The results presented in this section confirm the concepts discussed in the
Section 2.4, demonstrating the robustness of the ensemble models over different forecast horizons. Specifically, ensemble 5 proved to be superior in the forecast horizon of one-step ahead, while for forecasts of 3, 6, 9 and 12 steps ahead, ensemble 3 was superior to all models.
In general, ensemble models have different advantages and disadvantages. The mean is simple, but can be influenced by outliers. The median is robust against outliers, but can ignore variability. The Moore-Penrose inverse optimizes weights based on historical performance, and is accurate but computationally complex. Weighted averaging with PSO and GA dynamically adjusts the weights, improving accuracy, but requires more computing power. For short-term forecasts, the mean and median are effective; for the long term, the inverse of Moore-Penrose and the weighted mean offer better optimization, provided there is sufficient data.
5. Conclusions
The main contribution of this work is related to the use of the pseudo-inverse of Moore-Penrose to determine the weights of the models to be used in the formation of the Ensemble, in addition to the use of metaheuristics.

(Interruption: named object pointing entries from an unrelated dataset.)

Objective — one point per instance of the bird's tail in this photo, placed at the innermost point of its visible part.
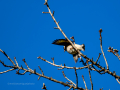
(75, 57)
(83, 47)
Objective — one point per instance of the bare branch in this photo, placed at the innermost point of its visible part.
(7, 70)
(44, 87)
(25, 63)
(98, 57)
(76, 77)
(68, 79)
(16, 61)
(90, 76)
(41, 70)
(7, 57)
(114, 51)
(62, 67)
(118, 80)
(100, 31)
(84, 82)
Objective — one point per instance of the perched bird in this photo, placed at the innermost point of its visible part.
(69, 48)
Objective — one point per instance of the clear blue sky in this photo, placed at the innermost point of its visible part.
(27, 33)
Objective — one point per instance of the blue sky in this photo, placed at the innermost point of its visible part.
(27, 33)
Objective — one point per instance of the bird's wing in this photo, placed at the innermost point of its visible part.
(63, 42)
(75, 57)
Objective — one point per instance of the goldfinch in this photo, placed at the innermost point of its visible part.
(69, 48)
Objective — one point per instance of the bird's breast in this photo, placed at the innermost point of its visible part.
(71, 50)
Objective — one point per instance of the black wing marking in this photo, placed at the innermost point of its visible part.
(63, 42)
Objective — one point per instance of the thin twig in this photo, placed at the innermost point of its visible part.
(90, 76)
(76, 77)
(16, 61)
(41, 70)
(84, 82)
(114, 51)
(44, 87)
(118, 80)
(7, 57)
(68, 79)
(7, 70)
(62, 67)
(100, 31)
(98, 57)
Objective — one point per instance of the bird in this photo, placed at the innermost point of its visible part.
(68, 47)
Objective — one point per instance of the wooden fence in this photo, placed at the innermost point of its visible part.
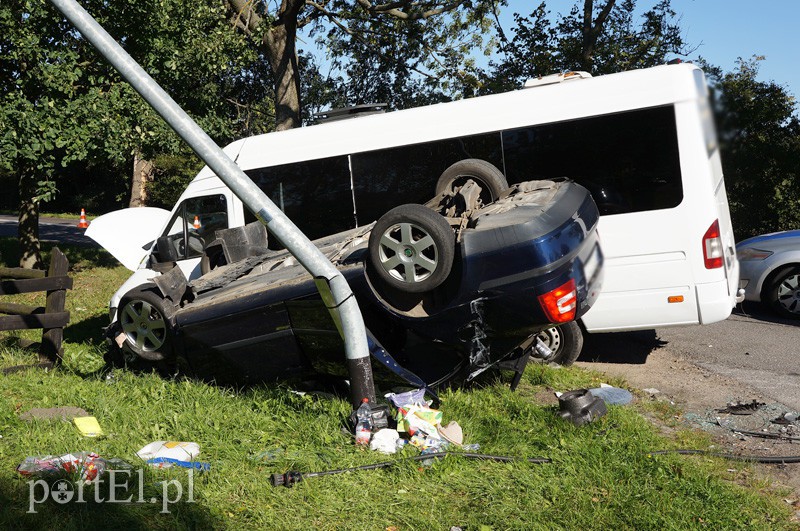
(52, 318)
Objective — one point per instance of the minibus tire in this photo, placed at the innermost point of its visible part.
(565, 340)
(770, 294)
(145, 317)
(485, 174)
(386, 242)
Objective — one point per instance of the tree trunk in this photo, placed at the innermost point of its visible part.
(279, 46)
(591, 30)
(281, 51)
(28, 229)
(142, 174)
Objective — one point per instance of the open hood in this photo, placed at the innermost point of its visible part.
(128, 234)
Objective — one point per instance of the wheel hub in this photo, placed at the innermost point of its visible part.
(789, 294)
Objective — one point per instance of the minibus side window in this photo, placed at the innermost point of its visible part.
(192, 228)
(387, 178)
(314, 194)
(629, 161)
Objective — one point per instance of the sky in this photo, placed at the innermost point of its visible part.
(724, 30)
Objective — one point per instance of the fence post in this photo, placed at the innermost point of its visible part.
(50, 349)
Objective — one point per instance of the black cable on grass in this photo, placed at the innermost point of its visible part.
(290, 478)
(751, 458)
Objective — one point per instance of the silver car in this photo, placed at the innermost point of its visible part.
(770, 271)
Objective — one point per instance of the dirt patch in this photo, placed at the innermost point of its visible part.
(701, 394)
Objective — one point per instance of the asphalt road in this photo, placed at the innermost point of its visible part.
(50, 230)
(752, 346)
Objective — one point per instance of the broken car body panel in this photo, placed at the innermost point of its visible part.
(128, 233)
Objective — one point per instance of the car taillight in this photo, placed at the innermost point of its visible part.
(560, 304)
(712, 247)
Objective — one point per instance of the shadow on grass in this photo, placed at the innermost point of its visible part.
(620, 347)
(91, 330)
(80, 257)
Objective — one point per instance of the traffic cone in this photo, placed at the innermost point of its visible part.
(83, 224)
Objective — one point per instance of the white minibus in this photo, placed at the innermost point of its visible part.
(643, 142)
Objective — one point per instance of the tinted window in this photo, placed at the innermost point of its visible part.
(629, 161)
(387, 178)
(193, 226)
(314, 194)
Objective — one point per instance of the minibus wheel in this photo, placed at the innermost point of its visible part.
(144, 317)
(486, 175)
(566, 342)
(411, 248)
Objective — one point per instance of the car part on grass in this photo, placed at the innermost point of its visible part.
(612, 396)
(490, 179)
(346, 308)
(291, 477)
(412, 248)
(581, 407)
(566, 342)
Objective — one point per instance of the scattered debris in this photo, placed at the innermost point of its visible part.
(742, 408)
(88, 426)
(786, 419)
(612, 396)
(385, 441)
(66, 413)
(581, 407)
(87, 466)
(165, 454)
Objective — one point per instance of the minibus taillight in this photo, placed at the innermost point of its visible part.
(712, 246)
(559, 305)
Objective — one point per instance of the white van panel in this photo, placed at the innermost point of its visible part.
(641, 309)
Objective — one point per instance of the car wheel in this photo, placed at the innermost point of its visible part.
(144, 318)
(411, 248)
(782, 292)
(486, 175)
(566, 342)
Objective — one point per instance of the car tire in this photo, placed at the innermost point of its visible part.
(486, 175)
(411, 248)
(566, 342)
(781, 292)
(144, 317)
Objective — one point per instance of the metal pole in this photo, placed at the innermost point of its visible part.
(353, 329)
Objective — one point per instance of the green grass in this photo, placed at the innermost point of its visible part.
(601, 476)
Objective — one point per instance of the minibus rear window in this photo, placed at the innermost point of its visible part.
(629, 161)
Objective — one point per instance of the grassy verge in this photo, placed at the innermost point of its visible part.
(601, 475)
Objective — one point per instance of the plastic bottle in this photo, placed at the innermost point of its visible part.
(363, 423)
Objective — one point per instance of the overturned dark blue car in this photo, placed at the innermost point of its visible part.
(447, 290)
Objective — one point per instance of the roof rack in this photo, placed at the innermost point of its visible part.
(556, 78)
(349, 112)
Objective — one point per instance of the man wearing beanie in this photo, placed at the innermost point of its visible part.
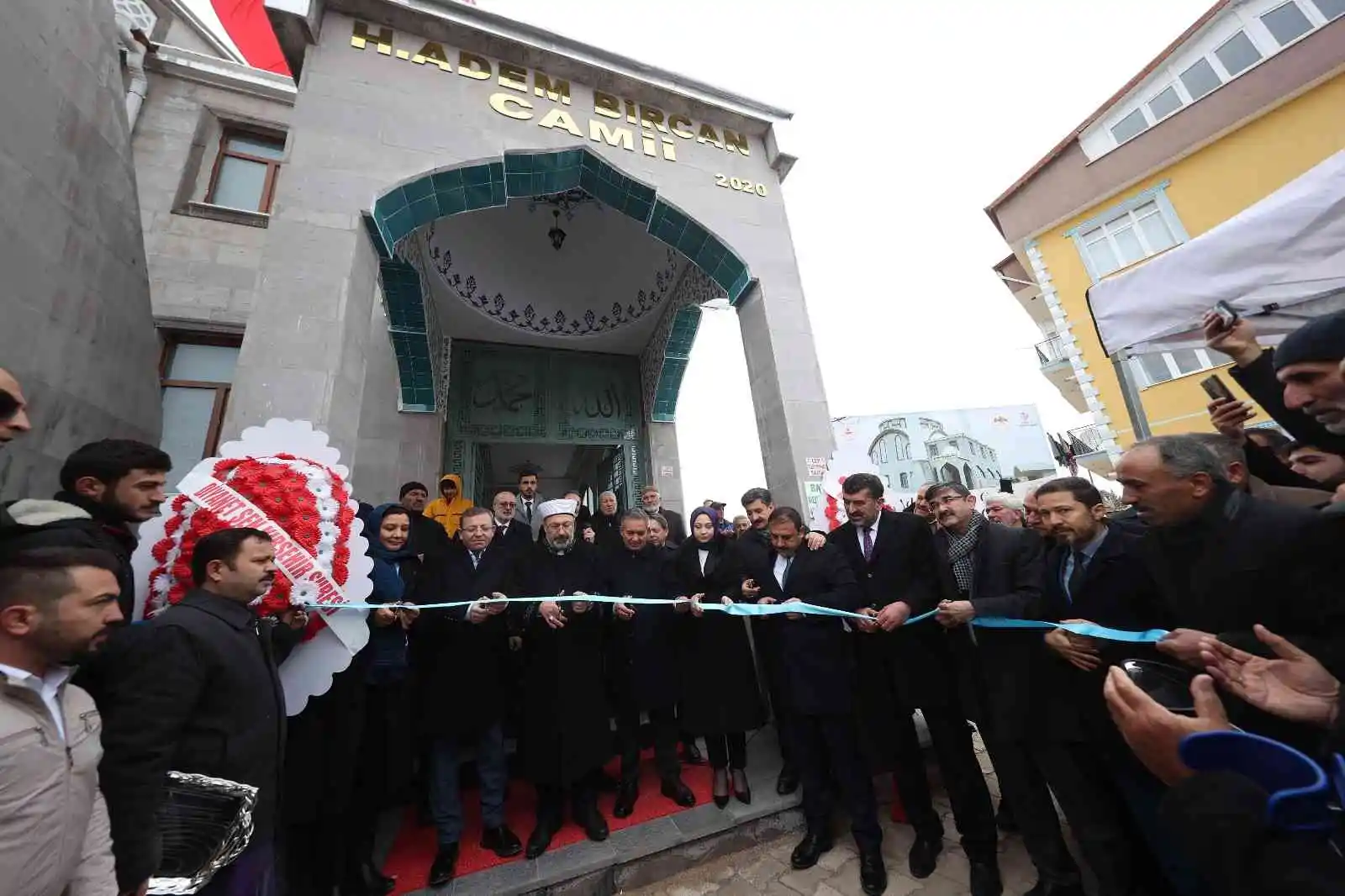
(1298, 383)
(428, 537)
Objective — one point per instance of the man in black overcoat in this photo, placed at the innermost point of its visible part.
(565, 736)
(1093, 575)
(898, 567)
(997, 572)
(511, 535)
(199, 693)
(643, 665)
(461, 656)
(815, 669)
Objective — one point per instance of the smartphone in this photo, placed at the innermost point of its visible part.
(1216, 389)
(1227, 314)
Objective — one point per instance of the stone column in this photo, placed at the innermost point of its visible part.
(663, 455)
(78, 329)
(791, 407)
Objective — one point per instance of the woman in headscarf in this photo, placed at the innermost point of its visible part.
(388, 748)
(447, 510)
(720, 698)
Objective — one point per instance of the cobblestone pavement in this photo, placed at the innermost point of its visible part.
(764, 871)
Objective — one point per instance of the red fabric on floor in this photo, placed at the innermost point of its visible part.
(414, 848)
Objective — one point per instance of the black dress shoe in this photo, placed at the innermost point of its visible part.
(540, 840)
(873, 873)
(625, 798)
(809, 851)
(740, 786)
(676, 790)
(502, 841)
(1046, 888)
(985, 878)
(720, 788)
(446, 862)
(595, 826)
(925, 856)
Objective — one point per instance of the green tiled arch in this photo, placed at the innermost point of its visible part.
(491, 183)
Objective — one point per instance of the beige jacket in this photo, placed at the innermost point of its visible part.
(54, 838)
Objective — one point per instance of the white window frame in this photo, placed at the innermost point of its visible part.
(1145, 381)
(1158, 195)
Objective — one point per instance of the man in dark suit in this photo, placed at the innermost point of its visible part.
(997, 572)
(894, 560)
(815, 669)
(652, 503)
(199, 693)
(511, 535)
(461, 656)
(1091, 575)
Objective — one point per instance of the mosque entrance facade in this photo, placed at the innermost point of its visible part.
(490, 246)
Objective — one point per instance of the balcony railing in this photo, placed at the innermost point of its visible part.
(1084, 440)
(1052, 351)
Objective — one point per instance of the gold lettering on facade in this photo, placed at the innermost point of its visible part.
(651, 118)
(474, 66)
(560, 119)
(361, 38)
(556, 91)
(513, 77)
(605, 104)
(599, 132)
(735, 141)
(511, 107)
(434, 53)
(708, 134)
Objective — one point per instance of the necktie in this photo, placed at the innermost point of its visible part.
(1076, 576)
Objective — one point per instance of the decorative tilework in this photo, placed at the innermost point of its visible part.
(666, 354)
(407, 208)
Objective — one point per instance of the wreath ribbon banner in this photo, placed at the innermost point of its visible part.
(1089, 630)
(291, 557)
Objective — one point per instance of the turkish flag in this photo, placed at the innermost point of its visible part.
(248, 26)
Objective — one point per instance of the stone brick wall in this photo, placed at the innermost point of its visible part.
(77, 329)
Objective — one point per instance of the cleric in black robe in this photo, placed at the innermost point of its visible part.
(643, 663)
(565, 736)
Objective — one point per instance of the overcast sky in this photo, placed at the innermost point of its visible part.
(958, 100)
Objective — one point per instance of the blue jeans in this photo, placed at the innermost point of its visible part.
(446, 801)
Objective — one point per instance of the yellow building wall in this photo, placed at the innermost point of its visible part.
(1205, 188)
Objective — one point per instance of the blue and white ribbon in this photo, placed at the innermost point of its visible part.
(1089, 630)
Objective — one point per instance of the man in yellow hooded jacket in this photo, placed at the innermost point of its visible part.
(447, 510)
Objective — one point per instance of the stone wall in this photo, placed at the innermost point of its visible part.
(77, 327)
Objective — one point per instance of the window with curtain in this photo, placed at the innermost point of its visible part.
(197, 374)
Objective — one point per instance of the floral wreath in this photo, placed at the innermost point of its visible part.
(307, 499)
(287, 472)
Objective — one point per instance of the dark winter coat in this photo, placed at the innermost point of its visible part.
(645, 653)
(565, 710)
(199, 694)
(720, 690)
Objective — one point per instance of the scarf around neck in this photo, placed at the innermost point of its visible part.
(959, 553)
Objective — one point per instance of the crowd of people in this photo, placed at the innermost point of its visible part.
(1227, 546)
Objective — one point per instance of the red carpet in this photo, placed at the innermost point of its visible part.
(414, 851)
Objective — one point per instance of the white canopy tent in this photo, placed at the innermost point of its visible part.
(1281, 261)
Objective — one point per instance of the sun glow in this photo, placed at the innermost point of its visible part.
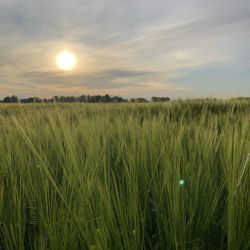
(66, 60)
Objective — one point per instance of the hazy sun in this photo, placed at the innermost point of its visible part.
(66, 60)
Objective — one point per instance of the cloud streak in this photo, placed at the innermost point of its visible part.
(126, 48)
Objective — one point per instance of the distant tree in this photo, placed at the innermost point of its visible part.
(31, 100)
(106, 98)
(160, 99)
(141, 99)
(12, 99)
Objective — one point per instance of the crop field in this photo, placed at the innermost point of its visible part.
(164, 176)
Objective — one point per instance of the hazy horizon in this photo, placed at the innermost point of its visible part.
(180, 49)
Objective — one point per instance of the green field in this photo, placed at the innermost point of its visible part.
(125, 176)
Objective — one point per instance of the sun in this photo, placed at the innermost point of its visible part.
(66, 60)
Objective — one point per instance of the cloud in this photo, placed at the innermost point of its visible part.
(122, 46)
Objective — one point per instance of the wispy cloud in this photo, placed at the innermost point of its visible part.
(124, 47)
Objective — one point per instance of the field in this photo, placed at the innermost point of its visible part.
(125, 176)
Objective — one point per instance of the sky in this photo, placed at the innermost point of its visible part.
(175, 48)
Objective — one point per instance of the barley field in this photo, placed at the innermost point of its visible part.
(125, 176)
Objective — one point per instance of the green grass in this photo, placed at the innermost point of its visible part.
(125, 176)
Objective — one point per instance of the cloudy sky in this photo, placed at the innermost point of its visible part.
(176, 48)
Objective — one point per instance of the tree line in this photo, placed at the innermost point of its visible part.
(82, 98)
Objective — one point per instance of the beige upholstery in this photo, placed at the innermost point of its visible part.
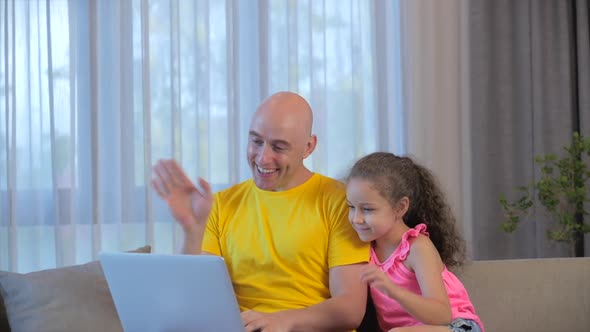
(541, 295)
(73, 298)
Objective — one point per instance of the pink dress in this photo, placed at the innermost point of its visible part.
(389, 313)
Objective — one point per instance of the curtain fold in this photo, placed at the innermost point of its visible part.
(528, 78)
(92, 93)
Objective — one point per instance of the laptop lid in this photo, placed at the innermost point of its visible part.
(155, 292)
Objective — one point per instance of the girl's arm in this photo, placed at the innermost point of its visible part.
(433, 307)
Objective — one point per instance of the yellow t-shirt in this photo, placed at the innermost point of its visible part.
(279, 246)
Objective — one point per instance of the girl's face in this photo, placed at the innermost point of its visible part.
(370, 214)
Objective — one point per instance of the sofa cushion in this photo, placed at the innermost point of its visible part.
(542, 295)
(74, 298)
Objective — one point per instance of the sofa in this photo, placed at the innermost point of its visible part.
(541, 295)
(521, 295)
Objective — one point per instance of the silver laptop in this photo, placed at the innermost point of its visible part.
(171, 293)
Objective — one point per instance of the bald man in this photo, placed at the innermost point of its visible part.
(292, 256)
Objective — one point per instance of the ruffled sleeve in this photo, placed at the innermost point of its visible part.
(404, 247)
(401, 252)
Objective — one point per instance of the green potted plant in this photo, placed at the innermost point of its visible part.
(562, 190)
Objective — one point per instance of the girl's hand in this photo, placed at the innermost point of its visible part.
(374, 277)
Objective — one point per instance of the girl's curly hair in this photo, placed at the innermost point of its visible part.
(396, 177)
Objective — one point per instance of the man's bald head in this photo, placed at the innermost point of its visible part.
(287, 106)
(279, 141)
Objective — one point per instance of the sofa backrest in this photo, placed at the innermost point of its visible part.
(544, 294)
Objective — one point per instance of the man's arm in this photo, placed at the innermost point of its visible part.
(344, 311)
(189, 205)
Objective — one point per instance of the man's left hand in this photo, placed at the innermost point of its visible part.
(266, 322)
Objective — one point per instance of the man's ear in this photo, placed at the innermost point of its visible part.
(310, 146)
(402, 207)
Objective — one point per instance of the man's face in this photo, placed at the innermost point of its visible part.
(277, 146)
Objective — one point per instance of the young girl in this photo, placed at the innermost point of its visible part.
(397, 206)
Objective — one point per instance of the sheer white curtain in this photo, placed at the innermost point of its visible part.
(92, 93)
(436, 97)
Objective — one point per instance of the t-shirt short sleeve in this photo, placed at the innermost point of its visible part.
(211, 237)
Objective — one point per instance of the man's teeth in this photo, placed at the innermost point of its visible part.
(265, 171)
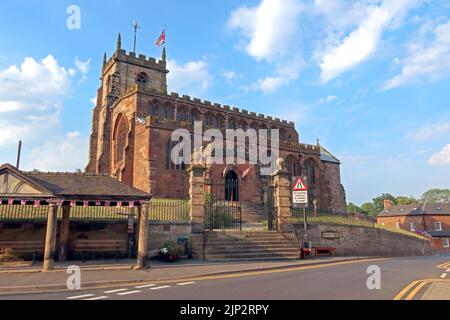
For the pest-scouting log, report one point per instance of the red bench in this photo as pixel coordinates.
(322, 251)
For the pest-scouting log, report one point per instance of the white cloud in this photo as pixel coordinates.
(83, 66)
(434, 130)
(425, 62)
(191, 78)
(360, 44)
(65, 153)
(231, 76)
(30, 98)
(328, 99)
(441, 158)
(31, 102)
(268, 28)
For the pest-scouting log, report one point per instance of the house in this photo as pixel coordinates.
(430, 219)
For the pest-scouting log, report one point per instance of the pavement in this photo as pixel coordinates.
(351, 278)
(20, 278)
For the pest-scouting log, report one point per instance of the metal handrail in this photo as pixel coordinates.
(290, 229)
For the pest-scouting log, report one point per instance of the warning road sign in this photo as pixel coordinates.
(300, 185)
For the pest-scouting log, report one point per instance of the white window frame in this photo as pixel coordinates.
(436, 224)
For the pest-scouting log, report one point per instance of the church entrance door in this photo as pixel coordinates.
(232, 187)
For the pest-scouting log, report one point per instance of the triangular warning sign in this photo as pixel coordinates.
(300, 185)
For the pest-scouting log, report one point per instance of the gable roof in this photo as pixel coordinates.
(78, 185)
(417, 209)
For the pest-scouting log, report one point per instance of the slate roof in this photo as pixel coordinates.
(78, 185)
(438, 234)
(417, 209)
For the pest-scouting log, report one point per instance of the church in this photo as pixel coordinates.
(134, 119)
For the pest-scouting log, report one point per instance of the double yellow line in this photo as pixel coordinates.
(414, 287)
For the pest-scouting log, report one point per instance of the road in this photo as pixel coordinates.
(336, 281)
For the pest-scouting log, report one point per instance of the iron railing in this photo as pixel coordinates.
(169, 210)
(330, 217)
(223, 215)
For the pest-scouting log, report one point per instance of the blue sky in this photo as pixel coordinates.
(369, 78)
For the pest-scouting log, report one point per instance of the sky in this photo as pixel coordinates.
(369, 78)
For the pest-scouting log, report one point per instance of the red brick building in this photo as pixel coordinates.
(135, 117)
(432, 219)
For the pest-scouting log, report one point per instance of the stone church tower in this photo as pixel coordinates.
(135, 117)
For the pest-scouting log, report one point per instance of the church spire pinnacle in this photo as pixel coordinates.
(119, 42)
(164, 55)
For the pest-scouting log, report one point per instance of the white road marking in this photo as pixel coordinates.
(158, 288)
(96, 298)
(145, 286)
(129, 292)
(81, 297)
(116, 291)
(185, 283)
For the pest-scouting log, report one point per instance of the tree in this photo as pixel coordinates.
(406, 200)
(369, 207)
(378, 202)
(353, 209)
(436, 196)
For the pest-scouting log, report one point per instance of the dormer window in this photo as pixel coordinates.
(142, 78)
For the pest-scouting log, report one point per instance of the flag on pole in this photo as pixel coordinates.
(162, 39)
(246, 173)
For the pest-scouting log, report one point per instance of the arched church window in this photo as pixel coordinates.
(181, 115)
(142, 78)
(120, 138)
(209, 122)
(168, 112)
(154, 109)
(219, 122)
(232, 124)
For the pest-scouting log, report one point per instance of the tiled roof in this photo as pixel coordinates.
(73, 184)
(417, 209)
(437, 234)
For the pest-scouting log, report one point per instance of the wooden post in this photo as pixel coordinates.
(50, 239)
(143, 237)
(65, 232)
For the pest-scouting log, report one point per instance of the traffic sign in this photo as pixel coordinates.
(300, 185)
(300, 197)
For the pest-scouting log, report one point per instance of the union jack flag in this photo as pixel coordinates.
(162, 39)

It is known that GA and PSO algorithms are widely used in the literature, although not so much for application in ensemble. In this sense, as an initial work, it was decided to use these techniques.
The results show that the ensemble models, especially those that used metaheuristics and the pseudo-inverse of Moore-Penrose, significantly improved the individual results of the predictive models at all forecast horizons.
After pre-processing the data, the model parameters were determined in various ways: for the smoothing models, a numerical model that minimizes the cost function was used; for the Box & Jenkins models, the Yule-Walker equations and maximum likelihood estimators were used, with delays tested exhaustively. Specifically for the ARMA model, two coefficient optimization techniques were used: GA and PSO. For the ensemble, several strategies were tested, including arithmetic mean, median, pseudo-inverse of Moore-Penrose and weighted mean with GA and PSO. The results showed that the ensemble approaches outperformed the individual models, with the weighted average with PSO (ensemble 5) standing out in step 1, and the pseudo-inverse of Moore-Penrose (ensemble 3) in the other steps.
The results indicate the feasibility of using ensembles in time series forecasting, allowing it to be applied to forecasting models other than linear ones.
In this sense, the research can be further developed with the insertion of other approaches aimed at technological development, such as the creation of other Ensembles. Mention could be made of the use of artificial neural networks to form a non-linear ensemble.